Outcomes from the Next Gen STEM Café conversations
Our “Next Gen STEM” October series of Café meetups focussed on how we can all encourage more of the next gen – particularly girls and younger women- into STEM.
The STEM Women team collaborated with the Academy’s Education team to create two café experiences that combined research with practical take-aways about engaging with young people in meaningful ways. You can view the interviews in the recording below:
In Café 1, Science and STEM education researchers Coral Campbell and Linda Hobbs from Deakin University shared insights around ideas of identity and storylines from Girls Future - Our Future: The Invergowrie Foundation STEM Report 2020 Update before participants explored these ideas in our small group conversations.
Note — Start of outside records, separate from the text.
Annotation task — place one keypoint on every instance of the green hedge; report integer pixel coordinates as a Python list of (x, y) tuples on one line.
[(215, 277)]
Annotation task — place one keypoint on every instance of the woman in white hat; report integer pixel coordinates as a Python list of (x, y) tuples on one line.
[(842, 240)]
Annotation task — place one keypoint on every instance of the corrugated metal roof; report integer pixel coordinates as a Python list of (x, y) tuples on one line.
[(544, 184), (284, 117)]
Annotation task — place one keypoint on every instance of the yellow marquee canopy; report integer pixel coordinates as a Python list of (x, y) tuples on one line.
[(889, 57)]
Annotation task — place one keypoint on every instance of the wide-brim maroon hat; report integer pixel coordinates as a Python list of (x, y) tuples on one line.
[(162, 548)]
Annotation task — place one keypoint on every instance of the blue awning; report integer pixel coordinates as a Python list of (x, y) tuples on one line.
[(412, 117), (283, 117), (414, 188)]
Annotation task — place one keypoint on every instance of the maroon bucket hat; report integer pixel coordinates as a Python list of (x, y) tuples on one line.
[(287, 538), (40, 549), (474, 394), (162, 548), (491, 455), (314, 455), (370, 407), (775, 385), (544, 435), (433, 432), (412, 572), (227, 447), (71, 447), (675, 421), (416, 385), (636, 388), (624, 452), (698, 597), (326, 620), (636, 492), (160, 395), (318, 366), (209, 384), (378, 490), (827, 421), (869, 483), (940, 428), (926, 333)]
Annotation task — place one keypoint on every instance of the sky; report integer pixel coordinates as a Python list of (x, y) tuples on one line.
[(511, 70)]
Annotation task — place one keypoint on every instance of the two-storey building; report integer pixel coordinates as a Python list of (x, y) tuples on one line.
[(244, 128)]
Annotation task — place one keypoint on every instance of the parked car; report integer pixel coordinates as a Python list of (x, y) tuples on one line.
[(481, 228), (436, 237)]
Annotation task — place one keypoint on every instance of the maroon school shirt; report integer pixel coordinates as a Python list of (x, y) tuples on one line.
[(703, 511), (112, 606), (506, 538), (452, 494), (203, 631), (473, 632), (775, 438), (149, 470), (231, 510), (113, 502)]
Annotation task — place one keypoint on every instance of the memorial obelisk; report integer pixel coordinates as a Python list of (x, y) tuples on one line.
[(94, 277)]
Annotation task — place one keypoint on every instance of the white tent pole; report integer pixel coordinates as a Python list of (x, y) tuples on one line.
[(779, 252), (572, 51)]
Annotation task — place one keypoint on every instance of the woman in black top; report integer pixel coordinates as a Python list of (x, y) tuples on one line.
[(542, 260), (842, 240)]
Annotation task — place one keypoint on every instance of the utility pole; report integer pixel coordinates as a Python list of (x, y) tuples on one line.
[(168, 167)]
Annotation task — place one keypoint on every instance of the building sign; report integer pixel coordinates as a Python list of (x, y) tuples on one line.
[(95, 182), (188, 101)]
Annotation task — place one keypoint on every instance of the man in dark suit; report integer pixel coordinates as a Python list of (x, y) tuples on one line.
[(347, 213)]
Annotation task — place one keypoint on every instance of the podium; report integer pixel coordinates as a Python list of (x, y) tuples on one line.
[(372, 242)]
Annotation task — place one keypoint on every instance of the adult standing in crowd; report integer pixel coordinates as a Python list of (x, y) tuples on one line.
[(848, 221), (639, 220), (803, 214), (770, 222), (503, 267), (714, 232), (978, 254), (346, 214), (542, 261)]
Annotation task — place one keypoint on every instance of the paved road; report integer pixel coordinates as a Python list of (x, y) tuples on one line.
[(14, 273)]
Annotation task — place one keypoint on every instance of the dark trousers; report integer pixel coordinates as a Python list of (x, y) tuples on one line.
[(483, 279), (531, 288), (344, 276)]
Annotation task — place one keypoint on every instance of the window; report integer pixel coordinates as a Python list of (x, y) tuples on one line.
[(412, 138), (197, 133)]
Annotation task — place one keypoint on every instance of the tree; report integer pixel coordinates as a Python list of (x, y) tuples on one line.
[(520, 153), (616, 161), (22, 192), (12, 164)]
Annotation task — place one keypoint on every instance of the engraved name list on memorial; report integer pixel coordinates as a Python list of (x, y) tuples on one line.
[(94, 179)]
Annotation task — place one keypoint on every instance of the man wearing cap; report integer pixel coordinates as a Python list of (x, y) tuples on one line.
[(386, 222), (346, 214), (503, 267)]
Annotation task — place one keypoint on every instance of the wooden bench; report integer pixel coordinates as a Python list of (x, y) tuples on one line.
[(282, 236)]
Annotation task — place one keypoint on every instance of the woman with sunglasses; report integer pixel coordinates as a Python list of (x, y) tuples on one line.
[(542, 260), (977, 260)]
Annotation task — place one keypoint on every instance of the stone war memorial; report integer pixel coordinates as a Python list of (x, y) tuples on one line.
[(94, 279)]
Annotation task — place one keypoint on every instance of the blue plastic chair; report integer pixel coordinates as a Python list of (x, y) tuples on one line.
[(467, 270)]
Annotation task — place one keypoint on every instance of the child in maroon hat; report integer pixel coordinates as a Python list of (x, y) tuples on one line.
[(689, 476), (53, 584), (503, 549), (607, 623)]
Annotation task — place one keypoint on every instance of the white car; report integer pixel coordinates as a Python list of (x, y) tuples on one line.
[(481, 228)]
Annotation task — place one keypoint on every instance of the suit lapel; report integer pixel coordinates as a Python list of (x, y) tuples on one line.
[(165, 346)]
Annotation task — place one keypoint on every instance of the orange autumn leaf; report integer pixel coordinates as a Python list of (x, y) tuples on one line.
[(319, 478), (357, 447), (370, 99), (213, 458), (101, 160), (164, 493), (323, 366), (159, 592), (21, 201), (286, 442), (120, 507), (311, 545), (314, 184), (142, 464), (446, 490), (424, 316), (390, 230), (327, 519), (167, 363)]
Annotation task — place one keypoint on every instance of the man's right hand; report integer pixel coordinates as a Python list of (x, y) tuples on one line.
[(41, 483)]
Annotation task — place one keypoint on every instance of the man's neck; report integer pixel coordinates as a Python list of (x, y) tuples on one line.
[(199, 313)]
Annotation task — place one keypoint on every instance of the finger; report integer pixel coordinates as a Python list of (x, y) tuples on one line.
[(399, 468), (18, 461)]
In Café 2, we discussed and experimented with tools and techniques for making engagement count with program director of the Wonder of Science (WoS) school initiative, Robyn Bull, University of Queensland (See also the WoS Annual Report 2020). Robyn shared her experience in supporting Young Science Ambassadors (Ph.D students from Queensland Universities) to engage with schools, and what we can all learn about communication, mentoring and role-modelling.
Ask your audience what they know about your field and what they are curious about
Use an object, photograph or prop to frame interactions and to elicit questions or discussion.
Summarise your work or research in terms that would be relatable to a nine-year-old. (Check out ways to adjust for audiences here)
Describe your work in terms of your disposition/s. What is it that makes you interested in STEM or particularly good at what you do? Ask student to identify these qualities or characteristics in themselves. The key idea being that a combination of content expertise and dispositions make it possible to succeed in STEM.
Describe your STEM journey or story to your audience. Was your pathway planned, obvious or more unexpected? Students take inspiration from the fact that adult role models may have achieved success in unexpected ways. This is also described in the career maps work of Amelia Travis of Avid Research.
Using these ideas, participants considered how they might distil their own journey or story for a student audience, how they have been influenced in their interests and related fields and what about their own identity and dispositions has played a significant part in their success.
They also considered how they might use focus objects relevant to their field to engage a student audience. One seasoned STEM professional suggests that “weird or gross objects” or stories are a proven way to capture the imagination of young children at the beginning of a talk.
Next Gen STEM Programs seeking STEM professionals
CSIRO STEM Professionals in Schools (National)
Wonder of Science (Queensland)
Further links and reading:
Professor Lisa Harvey Smith, Australia’s current STEM Ambassador at a recent address to the National Youth Science forum invited students to keep their minds open. Expressing when it comes to your future "fall in love with the subject, but leave yourself open and space for plans to change and evolve”.